Mirror Earth (27 page)

The right conditions for life could also exist on even more exotic worlds. Astronomers have known for years that Jupiter's moon Europa and Saturn's moon Enceladus both have subsurface water. The energy to keep the former from freezing solid right down to the core comes from tidal squeezing, as it orbits through the powerful gravitational field of Jupiter; Enceladus's heat source is a mystery. More recently, theorists have suggested that even Pluto might harbor liquid water, one hundred miles or so beneath its icy surface—the heat in this case coming from the decay of radioactive potassium. As for
complex carbon molecules, they're abundant in the bodies of both comets and asteroids, which have been crashing into the moons and the outer planets for billions of years.

Yet another plausible reason for optimism arises from the fact that the universe is under no obligation to follow the “life as we know it” rule. Carbon is abundant in the Milky Way and combines easily with other atoms to form the elaborate organic molecules that underlie all of terrestrial biology. Water is abundant as well, and acts as a versatile solvent. So it's not absurd to think that carbon-based life might be universal, and is exactly what astrobiologists should be looking for. “It may turn out to be universal,” Dimitar Sasselov, Sara Seager's grad school thesis adviser, said on a visit to his Harvard office. “There may be some basic law of chemistry, which always leads you to the use of amino acids and nucleic acids for coding and the use of particular metabolic cycles for energy.” “But,” he added, “it also may be environmentally dependent.”

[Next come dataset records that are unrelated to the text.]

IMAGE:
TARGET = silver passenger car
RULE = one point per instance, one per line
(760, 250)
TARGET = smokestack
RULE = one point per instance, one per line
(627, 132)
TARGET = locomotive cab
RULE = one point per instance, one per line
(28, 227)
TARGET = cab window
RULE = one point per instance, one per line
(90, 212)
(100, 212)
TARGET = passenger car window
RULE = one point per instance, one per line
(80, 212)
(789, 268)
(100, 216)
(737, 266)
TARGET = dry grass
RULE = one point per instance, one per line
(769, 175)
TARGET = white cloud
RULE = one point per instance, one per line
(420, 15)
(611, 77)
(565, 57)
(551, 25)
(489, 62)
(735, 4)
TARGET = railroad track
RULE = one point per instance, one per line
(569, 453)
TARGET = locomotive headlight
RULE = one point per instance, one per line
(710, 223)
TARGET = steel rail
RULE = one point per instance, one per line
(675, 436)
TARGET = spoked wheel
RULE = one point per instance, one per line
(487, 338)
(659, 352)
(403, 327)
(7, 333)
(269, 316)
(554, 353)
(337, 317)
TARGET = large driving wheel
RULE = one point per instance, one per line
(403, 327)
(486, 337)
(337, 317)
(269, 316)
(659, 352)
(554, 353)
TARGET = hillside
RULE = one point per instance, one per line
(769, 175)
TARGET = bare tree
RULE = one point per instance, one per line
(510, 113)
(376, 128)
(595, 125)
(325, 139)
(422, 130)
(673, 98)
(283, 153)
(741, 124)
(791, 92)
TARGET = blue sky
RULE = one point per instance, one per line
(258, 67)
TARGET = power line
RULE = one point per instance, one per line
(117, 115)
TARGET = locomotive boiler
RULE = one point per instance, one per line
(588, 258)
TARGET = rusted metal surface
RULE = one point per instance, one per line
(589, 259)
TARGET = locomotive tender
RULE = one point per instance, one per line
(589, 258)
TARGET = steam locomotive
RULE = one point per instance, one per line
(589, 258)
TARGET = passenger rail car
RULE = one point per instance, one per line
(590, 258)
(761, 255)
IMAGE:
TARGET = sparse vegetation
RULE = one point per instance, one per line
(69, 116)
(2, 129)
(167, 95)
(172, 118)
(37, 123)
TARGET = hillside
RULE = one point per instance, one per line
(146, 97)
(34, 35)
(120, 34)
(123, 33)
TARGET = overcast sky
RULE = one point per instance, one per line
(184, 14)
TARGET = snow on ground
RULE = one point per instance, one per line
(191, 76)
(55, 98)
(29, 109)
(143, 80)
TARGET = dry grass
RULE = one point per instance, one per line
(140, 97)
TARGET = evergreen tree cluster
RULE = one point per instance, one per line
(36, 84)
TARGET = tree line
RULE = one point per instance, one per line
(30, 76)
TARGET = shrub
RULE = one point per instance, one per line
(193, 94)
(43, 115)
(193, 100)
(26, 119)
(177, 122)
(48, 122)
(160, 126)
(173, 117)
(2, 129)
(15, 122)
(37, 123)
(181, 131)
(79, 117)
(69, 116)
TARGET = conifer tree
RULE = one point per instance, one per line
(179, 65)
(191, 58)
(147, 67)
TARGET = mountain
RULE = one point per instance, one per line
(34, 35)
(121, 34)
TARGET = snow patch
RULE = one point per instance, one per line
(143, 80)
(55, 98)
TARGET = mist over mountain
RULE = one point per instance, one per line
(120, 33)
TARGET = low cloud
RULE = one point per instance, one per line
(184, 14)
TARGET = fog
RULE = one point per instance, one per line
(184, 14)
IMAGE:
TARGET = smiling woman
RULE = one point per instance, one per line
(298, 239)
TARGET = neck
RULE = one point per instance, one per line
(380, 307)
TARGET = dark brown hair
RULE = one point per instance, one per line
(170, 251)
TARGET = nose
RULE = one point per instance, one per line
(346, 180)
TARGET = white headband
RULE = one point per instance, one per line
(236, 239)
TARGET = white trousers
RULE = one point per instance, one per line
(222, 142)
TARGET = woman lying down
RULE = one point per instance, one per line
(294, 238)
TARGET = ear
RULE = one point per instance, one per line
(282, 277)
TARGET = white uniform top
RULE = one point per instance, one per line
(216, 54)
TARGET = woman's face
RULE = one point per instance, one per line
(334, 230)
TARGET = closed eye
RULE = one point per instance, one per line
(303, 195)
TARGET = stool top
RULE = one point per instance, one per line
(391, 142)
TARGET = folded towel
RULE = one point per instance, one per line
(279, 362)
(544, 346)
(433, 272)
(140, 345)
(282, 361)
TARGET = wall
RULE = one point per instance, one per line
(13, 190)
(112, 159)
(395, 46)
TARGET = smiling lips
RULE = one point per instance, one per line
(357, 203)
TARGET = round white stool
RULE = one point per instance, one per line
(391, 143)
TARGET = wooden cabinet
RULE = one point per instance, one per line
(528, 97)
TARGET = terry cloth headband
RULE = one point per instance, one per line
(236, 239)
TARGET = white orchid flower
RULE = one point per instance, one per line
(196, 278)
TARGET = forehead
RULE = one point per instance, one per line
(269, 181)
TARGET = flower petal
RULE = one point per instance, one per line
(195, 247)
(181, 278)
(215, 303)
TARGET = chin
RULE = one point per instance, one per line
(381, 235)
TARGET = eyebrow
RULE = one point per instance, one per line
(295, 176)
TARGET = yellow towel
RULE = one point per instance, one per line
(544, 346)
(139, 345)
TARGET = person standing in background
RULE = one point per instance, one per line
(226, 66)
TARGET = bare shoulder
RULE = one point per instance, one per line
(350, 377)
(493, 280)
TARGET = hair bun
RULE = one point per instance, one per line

Sasselov now directs Harvard's Origins of Life Initiative, an interdisciplinary effort to understand where life comes from, and under what conditions, in order to guide future observations. This sort of astrobiology collaboration, in which biologists and geologists and astronomers and planetary scientists try to work together, is very popular nowadays; Debra Fischer has a similar collaboration at Yale, for example.

At Harvard, Sasselov's group is thinking about alternate biologies—particularly, he said, on planets where the global geochemical cycle is based not on carbon but on sulfur. “We showed in a paper last year,” he said, “that a sulfur cycle on a nearby Earth or super-Earth would be easily detectable with
the James Webb Space Telescope. Not only is it detectable, but you'll be able to measure the relative concentrations of sulfur dioxide and carbon dioxide and water, which is what the chemists in our group need in order to set up the experiments.” In the meantime, the biochemists in the group are doing a sort of practice run, trying to create an alternate biology in the lab that's still based on carbon, but whose DNA and amino acids twist in the opposite direction from those in all Earthly organisms. As far as anyone knows, this mirror life would violate no rules of biochemistry, and while Earth biology is based on “left-handed” amino acids, their mirror-image right-handed counterparts also exist in nature.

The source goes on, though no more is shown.